Maria Ramos and her Finance Department colleagues were charged with putting in front of South Africa’s ministers and cabinet viable options for reaching economic targets without jeopardizing financial stability. Ramos says nothing was sugar coated.
“In 1996 we had to put a fiscal policy in place that had to say to the nation that if we wanted to achieve a sustainable economic growth path of 6 percent, this was how we would get there. That was our starting point. People often think that the program of growth, employment, and redistribution was about cutting the deficit. That’s not the question we asked. We asked: ‘If we want 6 percent growth, what do we need to have in place to achieve it?’
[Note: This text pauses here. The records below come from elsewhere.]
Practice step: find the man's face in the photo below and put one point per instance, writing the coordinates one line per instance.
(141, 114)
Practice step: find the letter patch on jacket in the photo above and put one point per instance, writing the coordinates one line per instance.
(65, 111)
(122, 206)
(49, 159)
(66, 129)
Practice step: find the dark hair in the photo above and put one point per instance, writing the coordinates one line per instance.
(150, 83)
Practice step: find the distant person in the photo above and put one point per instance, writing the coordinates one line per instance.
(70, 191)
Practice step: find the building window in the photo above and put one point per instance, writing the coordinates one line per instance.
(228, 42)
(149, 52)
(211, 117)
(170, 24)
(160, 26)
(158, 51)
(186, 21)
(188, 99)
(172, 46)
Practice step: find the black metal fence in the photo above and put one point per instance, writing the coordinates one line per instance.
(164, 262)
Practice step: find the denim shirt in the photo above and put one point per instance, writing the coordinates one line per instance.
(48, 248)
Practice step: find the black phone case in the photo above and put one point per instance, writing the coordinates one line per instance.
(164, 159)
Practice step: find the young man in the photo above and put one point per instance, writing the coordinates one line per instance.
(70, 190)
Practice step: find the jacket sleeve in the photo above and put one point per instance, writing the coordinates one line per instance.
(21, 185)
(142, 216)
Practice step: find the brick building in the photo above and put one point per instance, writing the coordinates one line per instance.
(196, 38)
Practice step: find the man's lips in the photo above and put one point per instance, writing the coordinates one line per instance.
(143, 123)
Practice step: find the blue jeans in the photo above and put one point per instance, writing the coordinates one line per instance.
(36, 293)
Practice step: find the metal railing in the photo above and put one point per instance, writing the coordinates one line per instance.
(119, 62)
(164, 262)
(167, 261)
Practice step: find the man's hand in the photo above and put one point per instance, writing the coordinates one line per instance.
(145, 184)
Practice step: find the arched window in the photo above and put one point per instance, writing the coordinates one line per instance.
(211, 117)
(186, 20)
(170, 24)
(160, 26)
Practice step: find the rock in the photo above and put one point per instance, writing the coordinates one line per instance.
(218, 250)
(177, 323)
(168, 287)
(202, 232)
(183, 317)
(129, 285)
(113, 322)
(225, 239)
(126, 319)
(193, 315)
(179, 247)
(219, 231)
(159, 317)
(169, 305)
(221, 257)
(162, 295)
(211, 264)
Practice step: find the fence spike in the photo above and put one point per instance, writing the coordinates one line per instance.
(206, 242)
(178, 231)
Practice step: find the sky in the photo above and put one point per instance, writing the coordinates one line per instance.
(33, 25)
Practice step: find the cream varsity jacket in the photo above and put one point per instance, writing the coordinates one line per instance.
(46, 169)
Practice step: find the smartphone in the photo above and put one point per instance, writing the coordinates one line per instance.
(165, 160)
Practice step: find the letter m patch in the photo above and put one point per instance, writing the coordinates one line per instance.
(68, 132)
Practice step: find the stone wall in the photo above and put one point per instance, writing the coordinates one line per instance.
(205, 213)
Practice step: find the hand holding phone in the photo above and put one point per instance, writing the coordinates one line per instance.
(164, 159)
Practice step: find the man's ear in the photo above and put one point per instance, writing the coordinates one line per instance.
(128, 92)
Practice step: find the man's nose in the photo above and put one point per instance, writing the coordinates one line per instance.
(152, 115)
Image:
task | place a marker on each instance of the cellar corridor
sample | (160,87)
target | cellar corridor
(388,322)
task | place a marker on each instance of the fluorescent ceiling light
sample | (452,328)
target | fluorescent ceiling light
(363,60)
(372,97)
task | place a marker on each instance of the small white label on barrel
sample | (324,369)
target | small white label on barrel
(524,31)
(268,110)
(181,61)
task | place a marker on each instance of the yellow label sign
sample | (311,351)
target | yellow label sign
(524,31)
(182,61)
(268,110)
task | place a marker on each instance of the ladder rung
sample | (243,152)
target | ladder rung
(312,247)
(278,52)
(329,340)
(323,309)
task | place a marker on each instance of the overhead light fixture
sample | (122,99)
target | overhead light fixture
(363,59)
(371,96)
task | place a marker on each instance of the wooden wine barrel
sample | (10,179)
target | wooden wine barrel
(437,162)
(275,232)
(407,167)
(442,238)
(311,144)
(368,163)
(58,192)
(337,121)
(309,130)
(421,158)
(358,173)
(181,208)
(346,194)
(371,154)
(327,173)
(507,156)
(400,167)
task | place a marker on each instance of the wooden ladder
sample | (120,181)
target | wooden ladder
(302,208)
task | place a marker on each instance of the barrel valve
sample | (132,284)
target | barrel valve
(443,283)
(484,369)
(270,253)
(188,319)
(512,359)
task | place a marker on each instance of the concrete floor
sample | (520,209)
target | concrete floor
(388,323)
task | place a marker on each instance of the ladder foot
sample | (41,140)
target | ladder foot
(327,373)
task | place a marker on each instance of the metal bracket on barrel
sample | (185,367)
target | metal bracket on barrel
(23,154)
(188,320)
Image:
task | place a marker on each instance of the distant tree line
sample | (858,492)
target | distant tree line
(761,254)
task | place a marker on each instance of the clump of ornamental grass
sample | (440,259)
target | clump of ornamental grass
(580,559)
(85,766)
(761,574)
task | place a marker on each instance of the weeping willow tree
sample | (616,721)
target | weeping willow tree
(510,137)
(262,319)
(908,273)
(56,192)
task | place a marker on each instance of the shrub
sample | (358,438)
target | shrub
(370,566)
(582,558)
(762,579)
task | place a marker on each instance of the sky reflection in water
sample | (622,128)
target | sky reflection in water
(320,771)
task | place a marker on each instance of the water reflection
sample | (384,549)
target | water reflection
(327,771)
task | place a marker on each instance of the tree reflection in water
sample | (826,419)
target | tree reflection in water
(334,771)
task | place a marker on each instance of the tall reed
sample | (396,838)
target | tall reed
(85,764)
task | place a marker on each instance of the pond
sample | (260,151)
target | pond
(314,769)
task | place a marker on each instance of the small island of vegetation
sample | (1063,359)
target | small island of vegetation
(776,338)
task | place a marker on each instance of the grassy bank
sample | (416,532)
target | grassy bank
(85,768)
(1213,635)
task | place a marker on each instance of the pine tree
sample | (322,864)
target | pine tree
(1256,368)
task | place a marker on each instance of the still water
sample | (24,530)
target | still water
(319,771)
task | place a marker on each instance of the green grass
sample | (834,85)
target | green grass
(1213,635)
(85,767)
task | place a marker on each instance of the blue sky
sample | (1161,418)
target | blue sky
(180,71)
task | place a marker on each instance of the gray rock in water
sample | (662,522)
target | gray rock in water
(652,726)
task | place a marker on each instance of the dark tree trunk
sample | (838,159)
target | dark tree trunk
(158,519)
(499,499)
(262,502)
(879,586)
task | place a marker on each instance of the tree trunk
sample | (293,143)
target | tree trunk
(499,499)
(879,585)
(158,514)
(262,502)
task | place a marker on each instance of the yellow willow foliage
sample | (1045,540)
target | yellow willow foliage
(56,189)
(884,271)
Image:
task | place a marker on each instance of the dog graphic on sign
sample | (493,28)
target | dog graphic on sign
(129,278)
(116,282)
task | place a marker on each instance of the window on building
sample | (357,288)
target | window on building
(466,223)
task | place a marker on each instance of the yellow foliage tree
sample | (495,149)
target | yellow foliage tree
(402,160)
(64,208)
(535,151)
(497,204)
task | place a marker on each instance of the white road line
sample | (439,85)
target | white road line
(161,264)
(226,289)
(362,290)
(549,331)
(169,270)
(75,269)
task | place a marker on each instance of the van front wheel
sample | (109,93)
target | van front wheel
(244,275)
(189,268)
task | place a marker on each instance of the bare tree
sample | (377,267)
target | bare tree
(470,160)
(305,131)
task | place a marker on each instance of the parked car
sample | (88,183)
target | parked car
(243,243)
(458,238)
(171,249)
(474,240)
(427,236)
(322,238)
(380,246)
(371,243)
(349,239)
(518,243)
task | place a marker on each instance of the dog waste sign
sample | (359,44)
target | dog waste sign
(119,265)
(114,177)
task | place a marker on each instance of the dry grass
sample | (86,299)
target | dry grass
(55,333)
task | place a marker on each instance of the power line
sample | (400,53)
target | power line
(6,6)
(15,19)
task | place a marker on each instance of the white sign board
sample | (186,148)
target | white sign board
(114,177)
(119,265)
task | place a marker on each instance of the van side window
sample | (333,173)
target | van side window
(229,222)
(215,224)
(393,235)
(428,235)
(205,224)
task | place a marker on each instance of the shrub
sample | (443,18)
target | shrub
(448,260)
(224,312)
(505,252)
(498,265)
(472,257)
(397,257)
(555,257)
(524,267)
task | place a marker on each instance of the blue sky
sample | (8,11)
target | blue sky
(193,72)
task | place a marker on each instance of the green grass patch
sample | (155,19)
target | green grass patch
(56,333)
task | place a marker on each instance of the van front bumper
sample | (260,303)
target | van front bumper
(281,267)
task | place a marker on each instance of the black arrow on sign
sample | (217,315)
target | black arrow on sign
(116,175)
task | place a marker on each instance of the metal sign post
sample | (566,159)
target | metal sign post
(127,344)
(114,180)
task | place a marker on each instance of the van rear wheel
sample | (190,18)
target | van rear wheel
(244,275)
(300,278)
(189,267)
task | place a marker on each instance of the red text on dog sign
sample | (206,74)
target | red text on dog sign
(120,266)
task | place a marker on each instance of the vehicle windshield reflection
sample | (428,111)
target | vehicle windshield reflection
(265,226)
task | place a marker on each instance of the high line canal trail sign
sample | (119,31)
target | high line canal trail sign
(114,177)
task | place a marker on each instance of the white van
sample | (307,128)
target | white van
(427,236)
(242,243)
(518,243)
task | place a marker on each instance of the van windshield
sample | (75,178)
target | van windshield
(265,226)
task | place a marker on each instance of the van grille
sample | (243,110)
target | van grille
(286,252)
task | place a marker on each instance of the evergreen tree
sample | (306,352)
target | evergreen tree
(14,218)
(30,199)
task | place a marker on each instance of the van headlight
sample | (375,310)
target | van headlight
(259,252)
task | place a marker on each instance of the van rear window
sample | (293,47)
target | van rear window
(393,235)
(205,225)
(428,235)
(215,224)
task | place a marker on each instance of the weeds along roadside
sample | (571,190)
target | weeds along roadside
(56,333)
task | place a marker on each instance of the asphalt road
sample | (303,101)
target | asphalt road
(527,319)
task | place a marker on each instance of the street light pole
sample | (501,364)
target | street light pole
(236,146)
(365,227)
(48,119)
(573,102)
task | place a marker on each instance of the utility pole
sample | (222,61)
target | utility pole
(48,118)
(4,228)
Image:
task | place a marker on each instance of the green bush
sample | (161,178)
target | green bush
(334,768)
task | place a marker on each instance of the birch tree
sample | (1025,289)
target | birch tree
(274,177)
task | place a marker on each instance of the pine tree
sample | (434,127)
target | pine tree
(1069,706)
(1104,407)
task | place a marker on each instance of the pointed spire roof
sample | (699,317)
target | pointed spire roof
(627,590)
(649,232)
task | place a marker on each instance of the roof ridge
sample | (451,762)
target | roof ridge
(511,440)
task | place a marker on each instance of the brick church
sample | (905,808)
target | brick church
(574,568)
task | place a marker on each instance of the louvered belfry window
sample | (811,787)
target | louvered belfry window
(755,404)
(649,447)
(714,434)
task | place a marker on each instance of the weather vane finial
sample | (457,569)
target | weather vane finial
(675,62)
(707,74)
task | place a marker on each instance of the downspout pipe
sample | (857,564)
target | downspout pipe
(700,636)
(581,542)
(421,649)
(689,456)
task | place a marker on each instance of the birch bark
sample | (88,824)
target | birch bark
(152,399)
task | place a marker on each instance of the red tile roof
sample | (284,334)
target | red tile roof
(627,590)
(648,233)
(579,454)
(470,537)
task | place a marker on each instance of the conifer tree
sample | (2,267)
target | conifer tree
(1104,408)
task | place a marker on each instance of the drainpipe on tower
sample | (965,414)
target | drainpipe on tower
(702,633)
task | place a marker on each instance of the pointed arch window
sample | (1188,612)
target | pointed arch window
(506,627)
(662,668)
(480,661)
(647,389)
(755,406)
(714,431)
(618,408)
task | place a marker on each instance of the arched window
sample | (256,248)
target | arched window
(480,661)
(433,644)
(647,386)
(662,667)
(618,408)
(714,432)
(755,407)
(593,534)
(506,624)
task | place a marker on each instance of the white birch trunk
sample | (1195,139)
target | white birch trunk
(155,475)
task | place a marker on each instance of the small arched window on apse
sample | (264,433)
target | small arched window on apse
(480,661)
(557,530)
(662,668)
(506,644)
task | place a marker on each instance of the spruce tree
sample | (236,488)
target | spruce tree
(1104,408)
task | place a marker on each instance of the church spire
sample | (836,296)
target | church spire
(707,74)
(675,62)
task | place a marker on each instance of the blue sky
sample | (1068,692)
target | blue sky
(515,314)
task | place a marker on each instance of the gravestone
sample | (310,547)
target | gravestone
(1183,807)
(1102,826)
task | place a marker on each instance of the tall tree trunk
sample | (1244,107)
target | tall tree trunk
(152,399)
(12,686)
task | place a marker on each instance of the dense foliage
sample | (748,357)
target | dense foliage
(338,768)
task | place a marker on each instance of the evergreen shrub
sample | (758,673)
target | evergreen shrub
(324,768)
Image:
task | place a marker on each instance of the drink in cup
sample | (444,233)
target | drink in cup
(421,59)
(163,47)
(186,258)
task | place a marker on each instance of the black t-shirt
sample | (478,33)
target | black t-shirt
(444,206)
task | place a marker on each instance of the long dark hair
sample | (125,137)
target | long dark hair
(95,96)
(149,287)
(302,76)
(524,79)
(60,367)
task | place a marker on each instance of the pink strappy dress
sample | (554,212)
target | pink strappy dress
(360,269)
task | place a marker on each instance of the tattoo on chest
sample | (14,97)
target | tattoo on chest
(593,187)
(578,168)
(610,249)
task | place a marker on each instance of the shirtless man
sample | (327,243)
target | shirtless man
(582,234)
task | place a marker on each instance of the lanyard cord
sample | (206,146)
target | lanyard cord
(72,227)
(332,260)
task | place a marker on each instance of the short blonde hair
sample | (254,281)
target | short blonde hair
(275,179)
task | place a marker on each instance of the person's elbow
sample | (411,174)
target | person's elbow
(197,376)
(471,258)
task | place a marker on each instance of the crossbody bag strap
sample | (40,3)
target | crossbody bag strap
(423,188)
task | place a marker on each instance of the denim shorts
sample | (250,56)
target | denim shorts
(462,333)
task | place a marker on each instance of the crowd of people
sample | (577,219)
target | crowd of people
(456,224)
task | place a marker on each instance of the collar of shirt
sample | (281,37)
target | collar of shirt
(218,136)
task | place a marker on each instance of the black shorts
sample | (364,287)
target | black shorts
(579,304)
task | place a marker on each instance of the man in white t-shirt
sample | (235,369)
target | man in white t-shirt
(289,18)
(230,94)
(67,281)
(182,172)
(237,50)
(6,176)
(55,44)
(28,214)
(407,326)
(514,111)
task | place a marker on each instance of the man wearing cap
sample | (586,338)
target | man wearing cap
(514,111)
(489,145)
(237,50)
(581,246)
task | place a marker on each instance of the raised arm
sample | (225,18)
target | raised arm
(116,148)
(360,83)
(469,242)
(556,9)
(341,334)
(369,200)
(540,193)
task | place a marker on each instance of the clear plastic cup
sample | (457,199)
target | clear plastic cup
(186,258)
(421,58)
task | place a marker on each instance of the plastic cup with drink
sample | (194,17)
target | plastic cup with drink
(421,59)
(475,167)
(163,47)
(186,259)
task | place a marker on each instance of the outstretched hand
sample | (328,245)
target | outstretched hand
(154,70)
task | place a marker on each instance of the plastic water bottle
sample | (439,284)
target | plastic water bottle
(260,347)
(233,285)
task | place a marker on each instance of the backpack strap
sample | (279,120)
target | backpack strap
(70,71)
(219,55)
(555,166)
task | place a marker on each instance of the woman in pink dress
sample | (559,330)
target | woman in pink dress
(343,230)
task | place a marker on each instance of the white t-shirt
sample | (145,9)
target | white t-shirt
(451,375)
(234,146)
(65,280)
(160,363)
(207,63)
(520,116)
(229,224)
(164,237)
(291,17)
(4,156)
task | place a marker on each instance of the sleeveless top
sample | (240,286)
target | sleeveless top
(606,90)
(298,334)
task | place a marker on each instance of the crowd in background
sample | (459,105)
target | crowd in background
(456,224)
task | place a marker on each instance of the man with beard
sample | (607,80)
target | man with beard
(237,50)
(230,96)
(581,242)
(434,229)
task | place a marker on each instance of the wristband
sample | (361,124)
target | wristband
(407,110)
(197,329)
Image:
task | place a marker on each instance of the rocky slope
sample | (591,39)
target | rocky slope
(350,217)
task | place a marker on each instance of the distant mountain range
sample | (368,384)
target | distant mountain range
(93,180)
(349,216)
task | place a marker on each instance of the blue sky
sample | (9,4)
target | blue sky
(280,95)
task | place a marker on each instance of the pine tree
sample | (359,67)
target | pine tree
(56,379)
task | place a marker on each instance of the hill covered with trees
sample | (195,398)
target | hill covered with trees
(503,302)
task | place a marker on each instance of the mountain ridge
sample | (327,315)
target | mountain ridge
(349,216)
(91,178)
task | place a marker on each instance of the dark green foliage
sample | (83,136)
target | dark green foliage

“Very quickly, we came to the conclusion that you can’t get to 6 percent growth when you have a position of fiscal instability, because you can’t borrow your way out of a crisis. We didn’t want to go to the IMF—we didn’t think that was going to be a sustainable solution—and we were very close to that. South Africa had no reserves—in fact we had a negative reserve position because we had a net open forward position at that point of about $26 billion. We had debt-to-GDP ratios of around 50 percent, we had debt-servicing costs reaching the point where they were unsustainably high. So the fiscal position was pretty precarious: the metrics didn’t add up.
“So if you want to get growth there, you have to fix the base. And fiscal sustainability is hard to achieve and it’s easy to lose. That’s what we placed before policymakers, before the cabinet. And I have to say that, as hard as it was, when faced with that, I never came across a politician from the president down who said: ‘No, we can’t do this because it’s going to be unpopular for me.’ What’s been remarkable for me as a civil servant to see was that politicians from the top down were able to say ‘What is in the best interests of our country? It’s going to be painful, it’s going to be hard.’ Those investments continue to pay off today.”